A federal judge in Washington, D.C., has blocked the Medicaid work requirement approved by the Trump administration in Arkansas.

Judge James Boasberg of the U.S. District Court for the District of Columbia ruled Wednesday afternoon in two separate cases that the Trump administration didn’t consider whether the work requirements met the objective of Medicaid, which is to provide coverage to the poor.

Arkansas was the first in the nation to implement a work requirement program for Medicaid recipients, followed by Kentucky. More than 18,000 have reportedly lost coverage in Arkansas since the program took effect last summer. Kentucky’s program has yet to take effect and has been rejected once before by Boasberg.

The Department of Health and Human Services, under the leadership of Secretary Alex Azar, approved the programs, arguing that it improves health outcomes by encouraging people to work.

Boasberg wrote in his decisions Wednesday that the Trump administration did not meet Medicaid’s purpose of providing health insurance to the needy.

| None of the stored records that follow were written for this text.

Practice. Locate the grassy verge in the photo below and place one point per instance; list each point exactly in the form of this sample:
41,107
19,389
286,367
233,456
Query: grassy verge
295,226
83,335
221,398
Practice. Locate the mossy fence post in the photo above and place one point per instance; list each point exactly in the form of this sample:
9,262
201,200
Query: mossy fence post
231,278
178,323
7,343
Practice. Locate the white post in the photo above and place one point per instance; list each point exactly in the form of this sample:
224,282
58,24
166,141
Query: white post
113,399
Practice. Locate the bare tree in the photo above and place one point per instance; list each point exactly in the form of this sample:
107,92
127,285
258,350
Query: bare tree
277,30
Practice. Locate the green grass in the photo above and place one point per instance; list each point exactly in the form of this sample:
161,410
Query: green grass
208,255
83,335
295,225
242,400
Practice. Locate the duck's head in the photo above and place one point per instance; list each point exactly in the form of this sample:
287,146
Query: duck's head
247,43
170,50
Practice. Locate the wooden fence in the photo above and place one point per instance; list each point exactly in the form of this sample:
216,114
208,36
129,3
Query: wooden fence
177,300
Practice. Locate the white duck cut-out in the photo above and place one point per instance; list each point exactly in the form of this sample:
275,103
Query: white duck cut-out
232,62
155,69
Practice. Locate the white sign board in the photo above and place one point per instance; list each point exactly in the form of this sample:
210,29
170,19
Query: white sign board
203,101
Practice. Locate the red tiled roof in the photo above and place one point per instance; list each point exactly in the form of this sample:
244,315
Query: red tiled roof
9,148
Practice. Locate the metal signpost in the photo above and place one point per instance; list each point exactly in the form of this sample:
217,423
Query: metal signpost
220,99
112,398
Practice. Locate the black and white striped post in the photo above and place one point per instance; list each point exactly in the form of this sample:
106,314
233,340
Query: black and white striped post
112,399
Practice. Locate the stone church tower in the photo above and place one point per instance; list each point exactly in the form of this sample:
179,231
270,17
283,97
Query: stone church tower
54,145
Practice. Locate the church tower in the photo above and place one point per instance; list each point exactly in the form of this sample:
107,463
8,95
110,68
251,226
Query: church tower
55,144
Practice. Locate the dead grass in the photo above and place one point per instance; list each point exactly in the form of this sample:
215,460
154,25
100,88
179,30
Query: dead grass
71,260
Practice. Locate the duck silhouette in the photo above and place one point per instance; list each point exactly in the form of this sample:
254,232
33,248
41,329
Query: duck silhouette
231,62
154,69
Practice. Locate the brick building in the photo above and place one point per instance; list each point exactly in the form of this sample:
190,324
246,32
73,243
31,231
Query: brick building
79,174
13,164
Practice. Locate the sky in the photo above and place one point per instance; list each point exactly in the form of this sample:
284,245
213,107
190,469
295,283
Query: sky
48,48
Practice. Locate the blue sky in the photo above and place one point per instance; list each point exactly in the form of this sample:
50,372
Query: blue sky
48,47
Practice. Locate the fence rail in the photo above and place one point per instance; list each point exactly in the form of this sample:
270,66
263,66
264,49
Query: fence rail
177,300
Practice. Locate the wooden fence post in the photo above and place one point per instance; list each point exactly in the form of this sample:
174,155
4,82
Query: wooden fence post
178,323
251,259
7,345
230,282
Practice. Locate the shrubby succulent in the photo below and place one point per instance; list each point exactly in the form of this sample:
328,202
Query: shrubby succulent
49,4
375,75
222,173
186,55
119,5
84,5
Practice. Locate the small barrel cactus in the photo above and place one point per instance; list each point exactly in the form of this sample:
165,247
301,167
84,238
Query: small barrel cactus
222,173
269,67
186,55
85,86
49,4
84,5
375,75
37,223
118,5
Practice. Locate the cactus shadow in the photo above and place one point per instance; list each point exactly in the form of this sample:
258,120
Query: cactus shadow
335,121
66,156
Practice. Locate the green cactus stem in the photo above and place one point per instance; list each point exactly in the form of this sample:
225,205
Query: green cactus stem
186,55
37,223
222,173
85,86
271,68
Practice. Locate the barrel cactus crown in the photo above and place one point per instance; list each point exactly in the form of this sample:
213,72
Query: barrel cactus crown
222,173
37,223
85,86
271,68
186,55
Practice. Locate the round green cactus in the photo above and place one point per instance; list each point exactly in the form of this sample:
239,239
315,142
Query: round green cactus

Read more: Off the Rolls-Arkansas’ Medicaid Work Requirement 

“Rather than adequately addressing Kentucky HEALTH’s potential to cause loss of medical coverage, the secretary continues to press his contention that the program promotes his alternative proposed objectives of beneficiary health, financial independence and the fiscal sustainability of Medicaid,” Boasberg wrote in the Kentucky opinion.
In a statement released after Boasberg’s decision was announced, Gov. Asa Hutchinson expressed his disappointment.
“I am disappointed in the decision handed down late this afternoon,” Hutchinson said. “I have not yet had the opportunity to review the opinion in its entirety, but I plan to do so this evening and provide further comment tomorrow morning on the future of the Arkansas Works work requirement.”
The governor will hold a news conference on Thursday, March 28, at 11 a.m. to formally address the ruling.